The reason I bring this up now is because in the past 2 weeks I've seen a few references and examples of introducing code just for the sake of testability. Two weeks ago I was skimming over an article that was explaining unit tests. The class the author was trying to test had a dependency that was causing issues during his tests. The solution offered was to introduce a new constructor and inject the dependency in. In our case, the ClassToTest would like:


   1: public class ClassToTest {
   3:     public ClassToTest()
   4:     {
   6:         // Initialize some stuff
   8:     }
  10:     public ClassToTest(IDAL dal)
  11:     {
  12:         // Initialize some stuff
  13:         _dal = dal;
  14:     }
  16: ....

Now that's great. The problem is that the author left both constructors in there, emphasizing that one is for testing purposes and the other for production code. Why that's wrong I'll get to in a moment.

The other day, Scott Hansleman made a blog post on testing some code that had a dependency on the current principal. His solution was to inject IPrincipal into various methods of the Controller, where Controller is in the context of an ASP.NET MVC Controller. Personally I don't agree with the solution but that's another subject (and another post on a different approach I have in the backlog for the same scenario). However, injecting the dependency seemed valid enough. Later on he updated the post with the following:


UPDATE: Phil had an interesting idea. He said, why not make method overloads, one for testing and one for without. I can see how this might be controversial, but it's very pragmatic.

  1. [Authorize] 
  2. public ActionResult Edit(int id) 
  3. return Edit(id, User); //This one uses HttpContext
	public ActionResult Edit(int id)
	return Edit(id, User); //This one uses HttpContext

You'd use this one as before at runtime, and call the overload that takes the IPrincipal explicitly for testing.

The same thing has happened as in the case of an overloaded constructor. Code has been introduced into the base just for the sake of testability. In the previous case it was a new constructor, and in this case, a new method.


Why is this wrong?

Introducing code just so that you can test it is wrong for several reasons, including an increase in noise, decrease in readability and more importantly, permitting the possibility of production code that will not be tested. It might seem improbable at first, seeing that the overloaded versions always call the base ones, but as your code base grows, by allowing this habit, you can promote it to other structures such as conditionals, switch statements, etc, and not limit it only to methods or constructors. Then you'll start initializing values that only make sense in tests and gradually your code starts to smell more and more. To top it off, you can throw in some compiler conditional that rips those parts of the code out from the production version.
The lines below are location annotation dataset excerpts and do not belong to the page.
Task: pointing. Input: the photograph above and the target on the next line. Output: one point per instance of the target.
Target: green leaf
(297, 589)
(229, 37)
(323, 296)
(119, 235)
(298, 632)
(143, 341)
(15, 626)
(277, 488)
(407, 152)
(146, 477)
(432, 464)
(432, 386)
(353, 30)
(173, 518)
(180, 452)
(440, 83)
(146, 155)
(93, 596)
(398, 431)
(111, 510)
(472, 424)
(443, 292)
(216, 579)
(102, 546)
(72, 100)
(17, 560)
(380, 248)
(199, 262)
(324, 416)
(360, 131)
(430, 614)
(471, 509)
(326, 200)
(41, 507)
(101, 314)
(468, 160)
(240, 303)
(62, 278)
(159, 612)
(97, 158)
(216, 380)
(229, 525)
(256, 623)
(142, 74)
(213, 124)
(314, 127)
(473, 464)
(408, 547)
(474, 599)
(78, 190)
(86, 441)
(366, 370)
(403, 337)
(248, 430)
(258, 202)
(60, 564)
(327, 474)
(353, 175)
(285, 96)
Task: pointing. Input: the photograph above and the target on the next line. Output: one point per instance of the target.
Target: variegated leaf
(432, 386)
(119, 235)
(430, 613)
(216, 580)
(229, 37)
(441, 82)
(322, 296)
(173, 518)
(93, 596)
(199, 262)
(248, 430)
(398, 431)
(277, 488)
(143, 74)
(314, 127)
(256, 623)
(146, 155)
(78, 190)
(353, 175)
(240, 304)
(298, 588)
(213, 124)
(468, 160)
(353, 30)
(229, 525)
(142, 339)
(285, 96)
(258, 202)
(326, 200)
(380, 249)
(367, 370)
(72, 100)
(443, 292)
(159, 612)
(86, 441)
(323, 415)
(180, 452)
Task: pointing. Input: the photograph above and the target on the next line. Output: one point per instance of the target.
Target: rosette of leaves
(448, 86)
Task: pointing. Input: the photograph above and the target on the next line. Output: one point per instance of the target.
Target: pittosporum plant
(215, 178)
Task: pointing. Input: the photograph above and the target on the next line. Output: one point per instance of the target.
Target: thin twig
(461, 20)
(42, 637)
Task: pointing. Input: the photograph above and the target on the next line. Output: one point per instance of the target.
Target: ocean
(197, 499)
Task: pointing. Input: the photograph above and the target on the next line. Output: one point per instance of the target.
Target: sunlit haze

Code should also serve as documentation. The cleaner you make your code, the less noise and redundancy you add, the easier it is for others to understand and maintain.



Being pragmatic is good, but don't do it at any cost. Try and not introduce code into your code base that is there exclusively for the purpose of testability (and no, dependency injection is not only for testability). Anything that has to do with testing, keep it where it should be, in the test assemblies. Having overloaded methods or constructors, mocks or stubs in your code base is just as bad as having compiler conditionals in your code for testability. If you run into issue where your code is hard to test, step back and re-think your design. Maybe the problem you're facing now that's impeding your tests is actually a can of worms waiting to be opened. And the sooner you open it, the better. That's one of the great advantages of Test Driven Development.